After an unrelenting year of fighting off cyber threats, the financial services sector should expect more of the same or even worse, as nation-state hacking campaigns are expected to mirror geopolitical tensions and ransomware gangs retool to dodge increased scrutiny, according to an industry group report.

The Financial Services Information Sharing and Analysis Center, known as FS-ISAC, said in its annual report on cyber threats that global tensions could fuel further attacks by state-backed hackers and patriotic hacktivists. In addition, after a series of devastating breaches on the software supply chain, the group warned that its members need to be wary of potential nation-state meddling in products and services being used.

“We expect current trends to continue and possibly worsen over the next year,” according the report, which was released on Thursday. Saying that cybersecurity is “no longer just a back-office cost,” the group warned that cyber threats pose critical business risks, including operational disruption, lawsuits and credit downgrades.

FS-ISAC, which shares cyber intelligence among financial institutions around the world, published the report at a time when Russia’s invasion of Ukraine has kept organizations in the U.S. and elsewhere on alert for possible retaliatory attacks. So far, those fears appear largely unrealized, and cyberattacks have played a smaller role in the conflict than many predicted.
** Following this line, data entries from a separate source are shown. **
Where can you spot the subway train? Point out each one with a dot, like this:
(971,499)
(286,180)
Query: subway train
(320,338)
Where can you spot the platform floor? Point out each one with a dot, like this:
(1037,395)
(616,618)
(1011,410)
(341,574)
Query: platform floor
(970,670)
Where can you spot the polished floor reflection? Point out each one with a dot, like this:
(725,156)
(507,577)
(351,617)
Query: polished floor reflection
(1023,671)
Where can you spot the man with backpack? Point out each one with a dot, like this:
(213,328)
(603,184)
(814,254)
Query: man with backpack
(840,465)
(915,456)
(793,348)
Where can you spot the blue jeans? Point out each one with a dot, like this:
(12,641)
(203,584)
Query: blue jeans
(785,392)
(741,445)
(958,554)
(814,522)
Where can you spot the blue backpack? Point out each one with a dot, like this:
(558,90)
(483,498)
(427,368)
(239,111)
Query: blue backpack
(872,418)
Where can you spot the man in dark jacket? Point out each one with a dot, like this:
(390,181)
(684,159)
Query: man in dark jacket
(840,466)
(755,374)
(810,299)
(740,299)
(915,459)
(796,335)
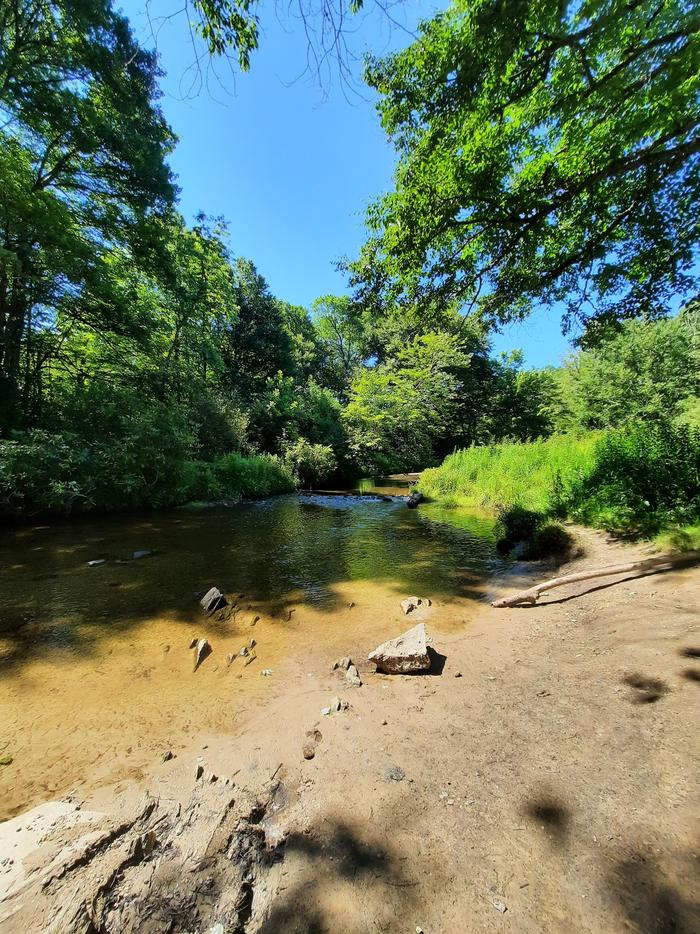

The report represents a relatively rare example of an industry publicly acknowledging cyber risks and encouraging its members to prepare for them.

In an interview about the report’s findings, Teresa Walsh, who leads FS-ISAC’s global intelligence office, said the biggest worry remains a cyberattack that disrupts members’ ability to conduct business. Industry leaders, meanwhile, have previously sounded the alarm about the possibility for global conflicts to erupt into digital attacks capable of destabilizing the financial system.

At a January event, Goldman Sachs Group Inc. President John Waldron said the potential for a cyberattack that “hits at the core of the financial markets” poses a significant danger.

“It doesn’t get enough attention,” Waldron said. “When you sort of marry what’s going on with Russia and Ukraine and China and other actors around the world geopolitically, you have to come back and think that one of their major weapons is cyber.”

The FS-ISAC report details a year of relentless cyberattacks globally in which the group raised its threat level from guarded to elevated three times. It typically does so once a year. The threat level system follows a color scheme, with green denoting a guarded status and yellow meaning elevated. However, the threat level wasn’t raised to high (orange) or severe (red) last year, according to the group.

The organization also hosted five member-wide webinars last year to address a security incident with the potential to impact the financial services sector, Walsh said. Typically, FS-ISAC hosts one such “spotlight” session annually.